If you want a robot that’s a bit more mobile, there’s Scout — a sleek, high-tech contraption that can fit into the palm of your hand and zip around your house on highly ribbed wheels. Scout has sensors that enable it to avoid obstacles and scoot sideways around objects if needed.

It’s also happy to do guard dog duty. Scout has a camera behind its front panel, and AI enables it to determine whether it’s seeing a human or animal. Scout can send a 13-second message to a mobile phone instantly via the cloud and internally record up to two hours of activity.

But for privacy reasons, there is no facial recognition software on Scout and the surveillance function can be turned off, said Jun Ye, cofounder of Pilot Laboratories in San Diego, which worked with subsidiary Moorebot on Scout.

Ye also emphasises that Scout is about more than surveillance.

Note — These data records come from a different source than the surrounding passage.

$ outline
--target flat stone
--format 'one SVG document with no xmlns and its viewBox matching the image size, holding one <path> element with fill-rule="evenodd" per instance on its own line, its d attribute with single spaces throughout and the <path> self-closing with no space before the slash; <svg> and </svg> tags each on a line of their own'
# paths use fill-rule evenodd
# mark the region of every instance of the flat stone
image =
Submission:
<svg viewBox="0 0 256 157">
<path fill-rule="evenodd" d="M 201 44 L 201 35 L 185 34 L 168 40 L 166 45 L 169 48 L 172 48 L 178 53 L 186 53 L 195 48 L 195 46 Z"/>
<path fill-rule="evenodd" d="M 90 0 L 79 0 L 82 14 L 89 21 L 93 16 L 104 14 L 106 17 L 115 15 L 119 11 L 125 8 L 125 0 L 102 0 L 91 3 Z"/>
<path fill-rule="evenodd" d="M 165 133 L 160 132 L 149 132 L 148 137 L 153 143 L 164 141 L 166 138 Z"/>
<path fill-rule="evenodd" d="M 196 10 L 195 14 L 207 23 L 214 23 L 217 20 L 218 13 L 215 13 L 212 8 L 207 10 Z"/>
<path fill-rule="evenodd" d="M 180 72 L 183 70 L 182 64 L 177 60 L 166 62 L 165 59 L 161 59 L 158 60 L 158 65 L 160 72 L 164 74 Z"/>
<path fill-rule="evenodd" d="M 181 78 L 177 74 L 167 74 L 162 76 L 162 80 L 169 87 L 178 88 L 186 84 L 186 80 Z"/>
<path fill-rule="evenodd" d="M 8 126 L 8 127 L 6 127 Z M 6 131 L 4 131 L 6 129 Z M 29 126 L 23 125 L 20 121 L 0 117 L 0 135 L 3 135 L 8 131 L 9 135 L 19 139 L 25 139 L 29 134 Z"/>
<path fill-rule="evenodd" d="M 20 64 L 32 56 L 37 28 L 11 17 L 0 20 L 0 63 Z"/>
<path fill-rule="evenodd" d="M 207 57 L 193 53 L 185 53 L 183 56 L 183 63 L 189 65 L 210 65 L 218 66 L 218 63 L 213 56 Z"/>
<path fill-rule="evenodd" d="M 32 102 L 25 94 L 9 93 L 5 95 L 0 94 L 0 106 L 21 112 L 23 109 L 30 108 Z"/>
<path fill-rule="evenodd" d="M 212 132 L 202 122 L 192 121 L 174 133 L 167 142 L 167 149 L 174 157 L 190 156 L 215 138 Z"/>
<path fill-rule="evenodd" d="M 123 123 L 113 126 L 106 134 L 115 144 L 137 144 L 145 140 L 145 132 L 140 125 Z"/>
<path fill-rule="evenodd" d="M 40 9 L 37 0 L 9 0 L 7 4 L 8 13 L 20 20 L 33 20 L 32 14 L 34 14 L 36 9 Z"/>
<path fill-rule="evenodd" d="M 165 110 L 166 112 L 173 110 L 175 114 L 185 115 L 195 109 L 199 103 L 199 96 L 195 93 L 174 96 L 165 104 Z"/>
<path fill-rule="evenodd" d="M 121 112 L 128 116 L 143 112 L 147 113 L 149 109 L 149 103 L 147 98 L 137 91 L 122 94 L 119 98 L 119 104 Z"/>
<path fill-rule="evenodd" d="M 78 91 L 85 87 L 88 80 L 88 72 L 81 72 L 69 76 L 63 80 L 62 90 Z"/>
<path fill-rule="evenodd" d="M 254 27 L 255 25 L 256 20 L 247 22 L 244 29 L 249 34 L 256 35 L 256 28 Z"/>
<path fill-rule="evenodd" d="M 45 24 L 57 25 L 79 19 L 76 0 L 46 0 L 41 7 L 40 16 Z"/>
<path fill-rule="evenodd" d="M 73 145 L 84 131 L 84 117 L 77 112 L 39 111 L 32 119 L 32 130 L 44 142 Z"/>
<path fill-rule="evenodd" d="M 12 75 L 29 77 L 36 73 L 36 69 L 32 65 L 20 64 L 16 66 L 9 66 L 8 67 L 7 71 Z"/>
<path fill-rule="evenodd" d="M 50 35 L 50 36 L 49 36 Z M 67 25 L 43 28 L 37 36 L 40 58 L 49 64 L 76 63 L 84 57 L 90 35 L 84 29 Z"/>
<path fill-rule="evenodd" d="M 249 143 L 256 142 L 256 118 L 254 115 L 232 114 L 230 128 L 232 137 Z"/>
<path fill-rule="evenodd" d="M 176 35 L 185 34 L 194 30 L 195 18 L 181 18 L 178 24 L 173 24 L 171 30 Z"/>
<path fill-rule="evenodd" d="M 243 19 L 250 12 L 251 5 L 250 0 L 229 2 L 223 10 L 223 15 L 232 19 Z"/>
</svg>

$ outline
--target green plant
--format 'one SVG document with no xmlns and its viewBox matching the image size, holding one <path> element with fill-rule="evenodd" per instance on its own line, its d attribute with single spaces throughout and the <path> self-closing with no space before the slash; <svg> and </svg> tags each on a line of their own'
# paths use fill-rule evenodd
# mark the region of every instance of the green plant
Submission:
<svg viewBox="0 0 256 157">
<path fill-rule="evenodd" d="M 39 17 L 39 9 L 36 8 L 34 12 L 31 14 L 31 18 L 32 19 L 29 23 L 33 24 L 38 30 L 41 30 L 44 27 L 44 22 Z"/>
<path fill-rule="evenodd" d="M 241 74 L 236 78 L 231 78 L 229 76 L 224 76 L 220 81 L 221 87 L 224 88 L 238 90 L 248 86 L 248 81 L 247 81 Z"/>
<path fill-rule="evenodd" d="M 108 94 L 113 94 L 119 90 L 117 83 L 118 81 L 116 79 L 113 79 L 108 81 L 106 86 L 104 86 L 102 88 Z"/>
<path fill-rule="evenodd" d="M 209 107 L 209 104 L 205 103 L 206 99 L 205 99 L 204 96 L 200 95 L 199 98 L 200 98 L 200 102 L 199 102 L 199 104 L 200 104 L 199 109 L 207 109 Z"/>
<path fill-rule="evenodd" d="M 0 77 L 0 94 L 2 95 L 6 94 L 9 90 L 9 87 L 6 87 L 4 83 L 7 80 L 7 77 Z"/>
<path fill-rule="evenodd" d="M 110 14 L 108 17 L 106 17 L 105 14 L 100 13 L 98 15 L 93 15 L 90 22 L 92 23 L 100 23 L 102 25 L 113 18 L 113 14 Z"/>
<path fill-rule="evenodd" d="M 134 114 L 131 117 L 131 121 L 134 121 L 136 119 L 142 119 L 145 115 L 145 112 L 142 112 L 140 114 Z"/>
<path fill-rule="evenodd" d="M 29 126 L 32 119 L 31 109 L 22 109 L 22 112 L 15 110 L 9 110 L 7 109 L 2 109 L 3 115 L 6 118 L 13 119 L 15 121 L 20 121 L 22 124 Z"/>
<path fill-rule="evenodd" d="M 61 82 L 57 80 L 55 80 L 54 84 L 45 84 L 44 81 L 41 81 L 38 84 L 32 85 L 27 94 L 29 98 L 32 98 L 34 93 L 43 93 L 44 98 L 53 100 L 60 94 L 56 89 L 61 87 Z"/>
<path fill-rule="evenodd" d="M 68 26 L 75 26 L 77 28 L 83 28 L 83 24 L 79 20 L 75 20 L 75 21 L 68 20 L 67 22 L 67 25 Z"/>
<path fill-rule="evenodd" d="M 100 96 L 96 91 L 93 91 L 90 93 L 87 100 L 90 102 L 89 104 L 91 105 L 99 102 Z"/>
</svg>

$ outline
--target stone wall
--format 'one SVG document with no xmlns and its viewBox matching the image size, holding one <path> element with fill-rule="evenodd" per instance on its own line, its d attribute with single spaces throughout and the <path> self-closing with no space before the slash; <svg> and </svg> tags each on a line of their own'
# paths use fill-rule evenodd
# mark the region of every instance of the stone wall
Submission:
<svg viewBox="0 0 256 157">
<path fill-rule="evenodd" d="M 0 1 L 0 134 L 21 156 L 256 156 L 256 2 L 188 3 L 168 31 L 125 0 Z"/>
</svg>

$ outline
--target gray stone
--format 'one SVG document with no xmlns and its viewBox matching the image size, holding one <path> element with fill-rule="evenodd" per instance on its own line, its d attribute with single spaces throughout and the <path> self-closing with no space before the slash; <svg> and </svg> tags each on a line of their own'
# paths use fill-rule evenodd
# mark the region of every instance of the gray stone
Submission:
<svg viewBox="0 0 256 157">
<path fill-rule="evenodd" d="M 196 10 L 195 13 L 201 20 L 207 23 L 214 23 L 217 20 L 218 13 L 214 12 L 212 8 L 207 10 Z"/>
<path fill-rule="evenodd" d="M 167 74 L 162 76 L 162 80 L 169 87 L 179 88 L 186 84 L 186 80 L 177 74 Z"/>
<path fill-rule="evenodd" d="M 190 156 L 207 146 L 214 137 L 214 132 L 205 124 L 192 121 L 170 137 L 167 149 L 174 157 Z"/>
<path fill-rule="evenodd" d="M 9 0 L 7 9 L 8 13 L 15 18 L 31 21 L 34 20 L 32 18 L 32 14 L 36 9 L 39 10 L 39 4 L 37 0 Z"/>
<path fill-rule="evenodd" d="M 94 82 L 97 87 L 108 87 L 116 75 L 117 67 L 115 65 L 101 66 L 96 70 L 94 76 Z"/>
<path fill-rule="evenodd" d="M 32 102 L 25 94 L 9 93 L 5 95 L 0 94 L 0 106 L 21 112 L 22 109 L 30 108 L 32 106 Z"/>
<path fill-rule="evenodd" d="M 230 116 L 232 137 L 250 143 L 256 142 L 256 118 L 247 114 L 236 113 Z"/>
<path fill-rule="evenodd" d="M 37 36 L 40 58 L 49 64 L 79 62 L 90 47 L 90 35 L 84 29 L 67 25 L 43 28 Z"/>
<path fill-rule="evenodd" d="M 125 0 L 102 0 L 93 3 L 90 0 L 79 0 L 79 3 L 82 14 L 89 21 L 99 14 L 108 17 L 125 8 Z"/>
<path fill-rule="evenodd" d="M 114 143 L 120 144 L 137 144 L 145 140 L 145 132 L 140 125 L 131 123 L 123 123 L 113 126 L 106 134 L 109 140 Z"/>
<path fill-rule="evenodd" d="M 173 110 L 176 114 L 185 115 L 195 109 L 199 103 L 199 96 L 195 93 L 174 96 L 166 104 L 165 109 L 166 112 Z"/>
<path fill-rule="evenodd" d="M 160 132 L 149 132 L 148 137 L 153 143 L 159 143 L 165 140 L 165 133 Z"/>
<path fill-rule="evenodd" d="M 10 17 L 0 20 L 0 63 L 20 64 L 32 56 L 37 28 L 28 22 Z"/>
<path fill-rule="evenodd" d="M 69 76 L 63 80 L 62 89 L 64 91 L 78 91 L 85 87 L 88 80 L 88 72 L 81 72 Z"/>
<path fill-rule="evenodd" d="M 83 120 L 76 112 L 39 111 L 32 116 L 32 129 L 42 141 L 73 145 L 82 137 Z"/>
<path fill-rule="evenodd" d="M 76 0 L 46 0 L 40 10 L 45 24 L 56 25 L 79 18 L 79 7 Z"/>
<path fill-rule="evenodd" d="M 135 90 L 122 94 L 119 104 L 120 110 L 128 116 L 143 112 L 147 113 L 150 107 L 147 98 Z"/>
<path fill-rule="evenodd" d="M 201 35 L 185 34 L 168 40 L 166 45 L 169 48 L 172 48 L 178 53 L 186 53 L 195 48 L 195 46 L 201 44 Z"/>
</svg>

“This robot is actually pretty fun,” Ye told Al Jazeera. “It supports something called scratch — scratch language programming.”

Scratch is a graphical programming language that kids can use to teach the robot to do more things, Ye explained. Moreover, Scout comes with a port on top so people can customise it — by attaching a 3D-printed robotic arm, for example.

Pets and kids are fun, of course, but also messy. If you want a robot to help you around the house, Samsung is working on Bot Handy — a creation that will be able to load the dishwasher, pick up after the kids and pour you a refreshing beverage at the end of the day.

Bot Handy has an extension arm with a gripper and can stretch its height to reach shelves. Its AI capability enables it to recognise the shape and material of the object it grabs, so it will pick up a glass with just the right amount of pressure.

The Bot Handy home-help robot, on the right, is in development by Samsung [Credit: Samsung]

“Bot Handy can move around and do things like set the table or put away groceries,” explained Samsung Research head Sebastian Seung in a video at this year’s CES.

Unfortunately, for those hoping for help now with the dishes, Bot Handy is still in development.

But if Bot Handy isn’t available yet to pour you a glass of Pinot Grigio at the end of a long Zoom call, you could always brew your own beer.

INTHEKEG — which is being developed by a South Korean company of the same name — is about the size of a dishwasher and can make up to four varieties of beer per week.

The device uses prepackaged ingredients but lets users develop their own flavour of craft beer, the company said in an email. The firm is also working on expanding the types of beverages the machine can produce to perhaps include kombucha, wine and sake.

Of course, a big part of craft beer brewing is bragging about it. But if you’re having trouble texting after a few refreshing beverages, then you might want to download a new keyboard to your phone that has 70 percent more space per key.

Conventional keyboards come from the age of the typewriter and, as they were squeezed down to fit mobile phones, the keys became especially narrow — a problem for typing with our round fingertips, according to David Eberle, CEO and cofounder of the Swiss firm Typewise.

“Most of the mistakes are made in the horizontal dimension — so on the left or the right of a specific key,” Eberle told Al Jazeera.

Typewise uses hexagons instead, allowing it to increase the key size by 70 percent — so your thumbs are less likely to make mistakes.

“By having larger key sizes, obviously, you’re more likely to hit the actual key that you intended to hit,” Eberle explained.

The app also has privacy perks: Typewise’s advance autocorrect is entirely contained within a user’s device itself, so no data is being sent to a server in the cloud.

“Nothing that the user types ever leaves his device on a keyboard level,” Eberle added.

The newest iteration of Typewise, which will have a no-cost version, will be available for download in February.